El libre comercio internacional es beneficioso dentro de unos límites, y la histeria globalizadora que ha caracterizado la economía de los últimos 30 años ha ido mucho más allá de ellos. A partir de un umbral, delicado de situar, la globalización tiene el efecto perverso de disociar totalmente el proceso de producción de la riqueza del de su distribución. Cuando un país organiza su economía en base al comercio global, entra en una lógica de abaratar costes de producción -salarios en la mayoría de los casos- para competir mejor, y vender en otros lugares donde encuentre una demanda suficiente. Es fácil y tentador bajar salarios y reducir la cobertura social cuando la población afectada no es la que ha de comprar los productos. Claro que, si todos los países se orientan en esa lógica, no queda quien los compre, y se entra en una espiral negativa, de destrucción económica, como la revelada por la Gran Recesión. Y como la que hemos vivido en España desde los años 80, donde la industria nacional ha sido destruida y la tasa de empleo ha corrido cuesta abajo junto con la de natalidad, para pagar silenciosamente el precio de unas cifras económicas mínimamente sostenibles.

Otro efecto perverso de la globalización ha sido el deterioro de las democracias, la degradación de los llamados espacios deliberativos. Y no por la maldad de las pulsiones regresivas del ser humano, sino por el hecho, tan obvio como ninguneado, de que no puede haber democracia cuando las cuestiones que más afectan al futuro de todos no las deciden los gobiernos, sino fuerzas exteriores al marco nacional, ya sean “los mercados”, el Banco Central Europeo, las agencias de calificación, el FMI o, directamente, multinacionales y fondos buitre todopoderosos. El hecho de que en países como Francia la ultraderecha se apoye en un electorado predominantemente obrero -el más directamente perjudicado por el libre comercio indiscriminado-, que otrora votaba a partidos de izquierda, da mucho que pensar. 

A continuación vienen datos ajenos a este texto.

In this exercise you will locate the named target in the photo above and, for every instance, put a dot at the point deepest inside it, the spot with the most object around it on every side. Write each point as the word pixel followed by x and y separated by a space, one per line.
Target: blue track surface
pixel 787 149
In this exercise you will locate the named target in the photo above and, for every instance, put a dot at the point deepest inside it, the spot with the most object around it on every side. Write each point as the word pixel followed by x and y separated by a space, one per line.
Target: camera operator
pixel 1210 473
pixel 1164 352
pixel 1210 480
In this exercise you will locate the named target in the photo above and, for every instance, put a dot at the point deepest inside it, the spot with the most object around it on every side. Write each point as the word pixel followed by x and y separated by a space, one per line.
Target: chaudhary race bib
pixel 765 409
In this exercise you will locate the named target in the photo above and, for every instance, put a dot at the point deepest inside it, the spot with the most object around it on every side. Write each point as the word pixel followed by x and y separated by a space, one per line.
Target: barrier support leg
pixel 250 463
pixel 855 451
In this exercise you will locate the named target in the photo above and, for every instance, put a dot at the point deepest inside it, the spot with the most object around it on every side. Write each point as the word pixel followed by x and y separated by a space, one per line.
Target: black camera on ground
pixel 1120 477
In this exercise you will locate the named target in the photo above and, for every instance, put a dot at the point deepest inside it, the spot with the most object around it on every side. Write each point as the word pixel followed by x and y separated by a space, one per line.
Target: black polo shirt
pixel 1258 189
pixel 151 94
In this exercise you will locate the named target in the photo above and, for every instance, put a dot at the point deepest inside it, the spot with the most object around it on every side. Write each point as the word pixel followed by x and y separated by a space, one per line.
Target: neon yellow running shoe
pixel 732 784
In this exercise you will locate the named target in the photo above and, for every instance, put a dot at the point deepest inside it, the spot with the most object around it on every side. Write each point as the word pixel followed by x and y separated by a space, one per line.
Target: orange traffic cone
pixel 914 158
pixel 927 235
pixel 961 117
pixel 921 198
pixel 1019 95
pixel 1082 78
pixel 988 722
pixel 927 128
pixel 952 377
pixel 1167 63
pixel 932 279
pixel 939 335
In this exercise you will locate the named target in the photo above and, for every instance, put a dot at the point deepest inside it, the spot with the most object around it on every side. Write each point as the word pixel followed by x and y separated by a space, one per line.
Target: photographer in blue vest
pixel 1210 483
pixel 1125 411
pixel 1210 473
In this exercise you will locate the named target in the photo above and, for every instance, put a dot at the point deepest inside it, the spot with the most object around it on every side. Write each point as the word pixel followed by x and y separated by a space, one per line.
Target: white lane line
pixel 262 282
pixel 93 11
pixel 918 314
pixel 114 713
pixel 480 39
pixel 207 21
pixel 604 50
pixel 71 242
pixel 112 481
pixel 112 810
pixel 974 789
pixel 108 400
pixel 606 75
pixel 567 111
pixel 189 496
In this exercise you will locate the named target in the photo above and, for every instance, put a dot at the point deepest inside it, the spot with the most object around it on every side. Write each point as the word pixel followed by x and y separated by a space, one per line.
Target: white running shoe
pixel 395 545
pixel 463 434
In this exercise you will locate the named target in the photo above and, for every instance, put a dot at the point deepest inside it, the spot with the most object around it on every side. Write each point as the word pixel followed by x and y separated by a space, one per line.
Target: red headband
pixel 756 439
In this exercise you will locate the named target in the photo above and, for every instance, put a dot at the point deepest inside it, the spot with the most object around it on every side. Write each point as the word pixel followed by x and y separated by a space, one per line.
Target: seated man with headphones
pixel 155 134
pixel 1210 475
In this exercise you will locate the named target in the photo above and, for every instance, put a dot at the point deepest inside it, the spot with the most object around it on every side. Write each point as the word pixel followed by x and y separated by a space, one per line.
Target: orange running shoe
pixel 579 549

Así pues, el panorama no es tan negro como se nos pinta, por poco que sepamos ver los caminos que se nos abren ante este frenazo al proceso globalizador. El repliegue de Estados Unidos deja inevitablemente un vacío de poder que puede perfectamente ser ocupado por políticas más centradas en las necesidades de la sociedad. La tarea no es fácil, dado que la izquierda -y sobre todo la española- es internacionalista por definición, pero si sabemos restituir a niveles razonables nuestra autoestima como pueblo, a través de una identidad española emancipadora, libre de residuos franquistas radiactivos, sin triunfalismo pero sin anorexia, hallaremos un camino prometedor para las reivindicaciones y luchas sociales. Vox y las otras derechas identitarias acechan para ocupar el espacio vacante. No será difícil impedírselo si nos implicamos, con confianza y esperanza, en exigir la sociedad que nos merecemos ser.